Girişimci kentlerin yaratılmasında yerel bağımlığın önemi ve bu yerel bağımlılıkla ilişkili olarak tüm vatandaşların yerel ekonomik kalkınmayı arzulaması önceki başlıklarda yeni kentsel siyaset literatürünün verdiği katkı bağlamında tartışılmıştır. Bu duruma benzer şekilde pazarlanabilir kentler yaratmanın da inşa ettiği bazı toplumsal gerçeklikler bulunmaktadır. Bu toplumsal gerçeklerden ilki, bireylerin sosyal hafızalarının kontrolüyle ilgilidir. Nasıl ki yerel ekonomik kalkınma bir hedef olarak algılandığı zaman kentin tüm failleri kendilerini bu siyasalara adapte etmek zorunda kalıyorlarsa, kentin imajının da ekonomik kalkınmanın önemli bir kıstası olarak lanse edilmesi insanları ‘kent girişimciliği’ konusunda bir ikna aracı olarak kullanmaktadır (Hall & Hubbard, 1996: 161). Dolayısıyla kentlerin girişimci kıstaslarını öne çıkaran siyasalar, ideolojik bir durum olarak iktisadi kalkınmayı bir başarı olarak sunmakta ve ekonomik girişimciliğin tek çıkar yol olduğunu bir gerçeklik gibi kabul ettirerek, kentin siyasetini bu yönde şekillendirmektedir. Bu şekillenmenin en önemli yolu da kendine demokratik görünüm vermesidir (Hall & Hubbard, 1996: 162). Şayet ekonomik kalkınma ve kent girişimciliği bir kez dahi olsa vazgeçilmez bir hedef olarak

algılanırsa, ekonomik kalkınma yolundaki tüm siyasalar kendiliğinden meşru bir zeminde algılanacaktır. Dolayısıyla artık kentin imajını zedeleyen her yapı/alan bir kez dahi olsa ‘köhne’ ve ‘imaj bozucu’ olarak nitelendirildiğinde bu durum artık kentin bir sorunu olarak değil de kentteki sorun olarak nitelendirilecektir. Bir başka ifadeyle, ekonomik kalkınmacılığın nihai hedef olması kentin bütüncül olarak algılanmasını ve dezavantajlı toplumsal yapıların/grupların kentin genel sorunu içinde algılanmasını imkânsız hale getirmekte ve bunları kentin imajını zedeleyen ‘kentteki sorun’ haline dönüştürmektedir (Harvey, 2003).
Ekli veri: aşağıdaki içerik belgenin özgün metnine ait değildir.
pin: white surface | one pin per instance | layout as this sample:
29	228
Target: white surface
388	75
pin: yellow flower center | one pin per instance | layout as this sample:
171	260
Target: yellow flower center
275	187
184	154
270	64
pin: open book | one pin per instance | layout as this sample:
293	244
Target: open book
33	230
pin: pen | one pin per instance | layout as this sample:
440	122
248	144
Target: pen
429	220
Kentin sorunundan kentteki soruna doğru evrilen bakış açısının rekabetçi kentler yaratmasındaki kritik dönemeç Lipietz’in (1994) ifade ettiği ‘liberal üreticilik’ kavramıyla izah edilebilir. Lipietz burada üreticiliği (productivism) alışılagelen kavramından farklı olarak ‘rekabetçiliği öncüleyen’ anlamında kullanmıştır. Lipietz’e göre bu kavram rekabetçiliği 1980’lerle birlikte ulaşılması gereken bir hedef olarak koymakta ve rekabetçi yolların sonucu ve çıktıları ne olursa olsun rekabetçilikten vazgeçmemenin yönetsel ve iktisadi tüm siyasaları şekillendirdiğini belirtmektedir.
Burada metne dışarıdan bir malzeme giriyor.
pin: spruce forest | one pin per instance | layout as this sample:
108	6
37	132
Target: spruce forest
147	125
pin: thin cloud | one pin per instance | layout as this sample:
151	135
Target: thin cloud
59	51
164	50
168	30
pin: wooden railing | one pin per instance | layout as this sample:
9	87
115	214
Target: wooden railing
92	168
1970’lerle birlikte Fordizmin krizi ve akabinde Post-Fordist birikim stratejilerinin uygulanmasının kentlerin yönetsel ve iktisadi yapılarını nasıl etkilediği önceki başlıklarda tartışılmıştı. İşte bu noktada liberal üreticilik kavramının bu tartışmaları tamamlayıcı bir özelliği bulunmaktadır. Bu tamamlayıcı özellik ‘girişimcilerin’ kentsel iktidarın güç yoğunlaşmasındaki artan önemiyle ilişkilidir. Liberal üreticiliğin Fordist iktidar modellerini yıkması ve Fordist dönemin aşırı bürokratik ve anti-liberal uygulamalarını bertaraf etmesi şeklinde bir gerçeklik yaratılmış; bu noktada da kent ‘girişimcileri’ kent iktidarının temel taşıyıcıları konumuna ulaşmıştır. Küresel rekabeti sırtlayabilecek ‘girişimciler’, kendi bölgelerinin, bu girişimci ortamda kazananlar piyasanın ve toplamda piyasanın galipleri de ‘kentin’ esas unsurunu oluşturmaktadır (Lipietz, 1994: 345). Böylece kentler, kapitalist toplumsal gerçeklik bağlamında basit bir ‘ürün’ olmaktan ziyade artık rekabetin arenası konumuna erişmiştir. Diğer yandan ise girişimcilerin kentin ana unsuru olmaları Fordist hiyerarşileri yıkmış fakat girişimcileri yeniden konumlandırarak yerel düzeyde ‘âdem-i merkezi’ bir hiyerarşi doğurmuştur (Lipietz, 1994: 345).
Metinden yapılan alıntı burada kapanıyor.